Deploying AI in Edge applications is challenging. AI, with its billions of parameters, requires computing resources and power in large quantities, while Edge environments are severely constrained in terms of both size and power.
The solution is to shrink the neural networks that make up AI models. Researchers at CEA-List developed a new compression method that can make convolutional neural networks up to 60% smaller, and inference 30% faster. The method was successful on image analysis models, creating new possibilities for integrating perception algorithms into embedded systems. This could be of interest for autonomous driving, for example, where the ability of AI to rapidly process the images captured is vital.
The technology is now part of the Eclipse Aidge open-source Edge AI platform developed as part of the DeepGreen project. With this advance, manufacturers now have a new method for optimizing the sizes of their neural networks for the target hardware’s physical and computing constraints.
The new solution integrated into the Eclipse Aidge platform works by analyzing a specific network determined by the user. It optimizes the network compression parameters for the target hardware size, the available resources, the specifics of the target use case, and other criteria, also determined by the user. The solution then automatically generates the compressed network and exports it to the target hardware.
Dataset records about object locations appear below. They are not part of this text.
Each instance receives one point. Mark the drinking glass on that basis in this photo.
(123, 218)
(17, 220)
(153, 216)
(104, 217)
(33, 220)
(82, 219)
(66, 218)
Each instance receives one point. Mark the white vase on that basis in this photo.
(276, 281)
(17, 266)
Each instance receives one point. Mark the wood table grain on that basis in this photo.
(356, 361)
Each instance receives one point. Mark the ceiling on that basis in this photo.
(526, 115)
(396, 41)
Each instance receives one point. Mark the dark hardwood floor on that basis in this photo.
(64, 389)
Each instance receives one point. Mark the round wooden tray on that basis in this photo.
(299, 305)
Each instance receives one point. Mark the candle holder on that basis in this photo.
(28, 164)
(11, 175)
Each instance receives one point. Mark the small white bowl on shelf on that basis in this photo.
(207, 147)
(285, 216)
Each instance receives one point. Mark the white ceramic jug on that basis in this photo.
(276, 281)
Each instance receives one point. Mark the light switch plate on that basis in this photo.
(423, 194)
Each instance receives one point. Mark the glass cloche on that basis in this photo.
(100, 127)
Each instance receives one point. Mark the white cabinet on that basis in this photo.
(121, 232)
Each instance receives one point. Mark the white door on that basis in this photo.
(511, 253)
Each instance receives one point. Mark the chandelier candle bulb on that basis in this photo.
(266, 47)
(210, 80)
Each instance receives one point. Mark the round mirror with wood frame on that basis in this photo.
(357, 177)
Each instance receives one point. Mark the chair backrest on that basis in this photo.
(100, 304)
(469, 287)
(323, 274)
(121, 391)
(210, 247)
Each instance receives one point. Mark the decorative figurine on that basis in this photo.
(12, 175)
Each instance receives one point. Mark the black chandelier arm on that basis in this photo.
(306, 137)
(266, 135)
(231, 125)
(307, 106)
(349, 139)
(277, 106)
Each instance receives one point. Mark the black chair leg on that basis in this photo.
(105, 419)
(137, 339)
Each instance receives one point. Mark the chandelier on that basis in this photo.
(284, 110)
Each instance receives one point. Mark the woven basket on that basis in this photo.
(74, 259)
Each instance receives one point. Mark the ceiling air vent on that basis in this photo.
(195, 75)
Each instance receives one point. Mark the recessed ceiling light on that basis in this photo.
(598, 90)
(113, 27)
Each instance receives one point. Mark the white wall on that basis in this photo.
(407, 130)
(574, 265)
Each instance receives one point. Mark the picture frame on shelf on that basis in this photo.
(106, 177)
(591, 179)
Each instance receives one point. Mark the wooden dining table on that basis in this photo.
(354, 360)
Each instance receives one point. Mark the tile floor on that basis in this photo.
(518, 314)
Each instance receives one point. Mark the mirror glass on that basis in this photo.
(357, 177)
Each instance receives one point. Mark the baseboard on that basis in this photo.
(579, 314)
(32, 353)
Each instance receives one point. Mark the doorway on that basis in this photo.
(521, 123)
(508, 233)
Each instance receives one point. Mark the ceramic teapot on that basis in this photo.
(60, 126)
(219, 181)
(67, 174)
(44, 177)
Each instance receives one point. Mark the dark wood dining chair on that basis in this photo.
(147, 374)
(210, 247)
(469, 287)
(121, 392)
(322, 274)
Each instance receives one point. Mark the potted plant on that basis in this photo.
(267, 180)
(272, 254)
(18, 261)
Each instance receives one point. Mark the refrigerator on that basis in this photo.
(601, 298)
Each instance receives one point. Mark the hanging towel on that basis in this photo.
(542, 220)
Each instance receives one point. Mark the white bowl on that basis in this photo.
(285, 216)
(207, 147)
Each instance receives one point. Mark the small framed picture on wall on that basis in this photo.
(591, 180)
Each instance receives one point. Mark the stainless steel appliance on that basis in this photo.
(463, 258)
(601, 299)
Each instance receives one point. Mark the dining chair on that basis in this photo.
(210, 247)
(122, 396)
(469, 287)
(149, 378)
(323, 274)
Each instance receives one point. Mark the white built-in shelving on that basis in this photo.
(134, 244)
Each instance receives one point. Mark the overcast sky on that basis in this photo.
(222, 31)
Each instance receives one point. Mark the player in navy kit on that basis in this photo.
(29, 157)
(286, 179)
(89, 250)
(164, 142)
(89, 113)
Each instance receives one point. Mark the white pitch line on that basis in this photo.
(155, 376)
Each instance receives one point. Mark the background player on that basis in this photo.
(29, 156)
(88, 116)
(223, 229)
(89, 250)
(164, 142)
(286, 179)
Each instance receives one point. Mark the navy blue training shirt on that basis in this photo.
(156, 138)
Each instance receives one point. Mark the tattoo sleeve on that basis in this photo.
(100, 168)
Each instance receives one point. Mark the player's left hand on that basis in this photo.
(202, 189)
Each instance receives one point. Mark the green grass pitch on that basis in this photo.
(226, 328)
The software leverages low-rank factorization, an innovative method whose primary advantage is very low degradation (around 1%) of the accuracy of the results produced. Unlike simple 2D matrices, this approach can be generalized to tensors, which have more than two dimensions. The matrix representing the network nodes is decomposed into a product of smaller matrices. And fewer nodes mean less computing and memory, which in turn lowers power consumption and speeds up execution.
The tensor-decomposition compression module, based on low-rank factorization, is used in tandem with quantization-based compression, which reduces node parameter precision, in a way that takes full advantage of the two approaches’ complementarity.
Upcoming research will investigate more sophisticated ways to combine the two methods to optimize compression even more.
The DeepGreen project, led by the CEA, involves around 20 research and industrial partners from France—all united around the common goal of building sovereign, trustworthy Edge AI solutions.
The project partners created the Eclipse Aidge open-source platform, a complete Edge AI toolkit, plus a set of demonstrators that showcase sovereign technologies. CEA-List’s N2D2 environment has been integrated into Aidge.
DeepGreen is part of the France 2030 program.
The compression module integrated into Eclipse Aidge is a significant result of CEA-List’s neural network compression research.
New research avenues being investigated include how to conserve the neural network’s initial properties—especially robustness to cyberattacks—after compression. This research is underway as part of the HOLIGRAIL (HOListic Approaches to GReener model Architectures for Inference and Learning) project, part of the French national PEPR IA instrument, which funds research and research infrastructure for AI.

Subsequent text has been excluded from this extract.